New York Philharmonic hits another winner with 'Cunning Little Vixen'
On Wednesday, just a little more than a year after their surprise-hit staging of Gyorgy Ligeti’s neglected “Le Grande Macabre,” conductor Alan Gilbert and director Doug Fitch presented Leos Janacek’s “The Cunning Little Vixen.”
Once again, it was a wide-open shot. Too short and intimate for a night at a grand opera house yet too thickly orchestrated for chamber companies, the seemingly childlike — although surreally grave — “Vixen” remains a rarity, even while the Czech master’s other operas have seen productions in Washington (“Jenufa,” in 2007) and New York (“From the House of the Dead,” in 2009, with “The Makropulos Case” to come next year).

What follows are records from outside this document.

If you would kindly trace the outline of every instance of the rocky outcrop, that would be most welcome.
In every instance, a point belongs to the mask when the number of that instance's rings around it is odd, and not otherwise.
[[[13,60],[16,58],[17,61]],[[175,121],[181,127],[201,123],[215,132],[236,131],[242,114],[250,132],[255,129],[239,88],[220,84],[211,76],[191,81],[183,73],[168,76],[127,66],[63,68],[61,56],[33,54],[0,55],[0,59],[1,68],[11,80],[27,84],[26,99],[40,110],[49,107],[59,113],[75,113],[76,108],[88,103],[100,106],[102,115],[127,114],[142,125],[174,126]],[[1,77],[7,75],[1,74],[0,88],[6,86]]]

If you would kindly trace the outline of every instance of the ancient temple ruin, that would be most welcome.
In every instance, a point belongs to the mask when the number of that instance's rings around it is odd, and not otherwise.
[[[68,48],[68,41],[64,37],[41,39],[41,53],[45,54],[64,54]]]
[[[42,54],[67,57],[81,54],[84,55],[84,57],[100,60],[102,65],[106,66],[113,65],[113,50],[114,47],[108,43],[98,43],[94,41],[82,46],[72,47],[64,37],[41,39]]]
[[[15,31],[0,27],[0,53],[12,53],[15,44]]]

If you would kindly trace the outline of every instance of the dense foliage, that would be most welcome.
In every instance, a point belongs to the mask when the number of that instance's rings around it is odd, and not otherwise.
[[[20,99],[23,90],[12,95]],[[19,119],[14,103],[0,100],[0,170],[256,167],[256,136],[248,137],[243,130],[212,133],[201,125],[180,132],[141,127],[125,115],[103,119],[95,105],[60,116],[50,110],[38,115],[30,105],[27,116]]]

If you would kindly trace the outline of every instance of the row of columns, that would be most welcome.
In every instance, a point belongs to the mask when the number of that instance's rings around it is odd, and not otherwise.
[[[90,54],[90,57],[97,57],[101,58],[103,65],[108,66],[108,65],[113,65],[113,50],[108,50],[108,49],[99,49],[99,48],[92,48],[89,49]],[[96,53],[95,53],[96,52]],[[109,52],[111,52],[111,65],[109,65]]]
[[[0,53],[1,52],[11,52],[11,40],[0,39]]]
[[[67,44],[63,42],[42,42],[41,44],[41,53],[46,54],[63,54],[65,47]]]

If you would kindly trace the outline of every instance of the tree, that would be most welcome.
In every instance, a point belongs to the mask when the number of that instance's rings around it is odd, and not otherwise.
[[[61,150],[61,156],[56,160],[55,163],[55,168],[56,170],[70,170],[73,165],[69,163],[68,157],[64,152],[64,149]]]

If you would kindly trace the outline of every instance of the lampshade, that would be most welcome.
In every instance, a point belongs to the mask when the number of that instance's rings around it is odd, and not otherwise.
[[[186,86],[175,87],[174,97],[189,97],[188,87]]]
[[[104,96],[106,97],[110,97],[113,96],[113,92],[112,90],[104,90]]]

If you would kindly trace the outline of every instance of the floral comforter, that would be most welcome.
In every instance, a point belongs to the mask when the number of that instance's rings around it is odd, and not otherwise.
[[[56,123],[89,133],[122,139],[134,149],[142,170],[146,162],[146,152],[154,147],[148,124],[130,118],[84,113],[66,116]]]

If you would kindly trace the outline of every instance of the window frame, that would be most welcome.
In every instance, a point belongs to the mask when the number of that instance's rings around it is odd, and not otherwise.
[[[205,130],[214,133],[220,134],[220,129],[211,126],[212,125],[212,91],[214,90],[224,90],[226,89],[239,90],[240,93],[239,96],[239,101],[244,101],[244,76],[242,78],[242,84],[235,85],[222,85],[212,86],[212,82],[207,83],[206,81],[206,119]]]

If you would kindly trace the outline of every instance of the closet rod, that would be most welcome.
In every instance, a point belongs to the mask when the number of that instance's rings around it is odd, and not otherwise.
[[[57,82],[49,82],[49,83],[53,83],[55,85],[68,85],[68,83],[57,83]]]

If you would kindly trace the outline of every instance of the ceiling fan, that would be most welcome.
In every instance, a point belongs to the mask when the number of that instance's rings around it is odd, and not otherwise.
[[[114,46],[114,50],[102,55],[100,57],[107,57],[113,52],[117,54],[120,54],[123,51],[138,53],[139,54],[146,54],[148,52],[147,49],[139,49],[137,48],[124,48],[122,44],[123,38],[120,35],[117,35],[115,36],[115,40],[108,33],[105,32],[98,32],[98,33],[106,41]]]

Judged by its premiere, the Philharmonic’s second staged opera can be counted as another victory, although its creators’ overall conception is not as lights-out as it was in “Macabre.” After all, getting a handle on the elusive tone of “Vixen” — a fable about all-too-mortal humans and anthropomorphized woodland creatures — has proved difficult for other Janacek admirers. Kafka literary executor Max Brod, who translated Janacek’s operas into German, lobbied for a streamlined story, even suggesting that an offstage avatar of male desire actually appear in the drama. But Janacek stuck to his abstractions, creating a sometimes playful but unmistakably old-man-in-winter ode to the cycle of life.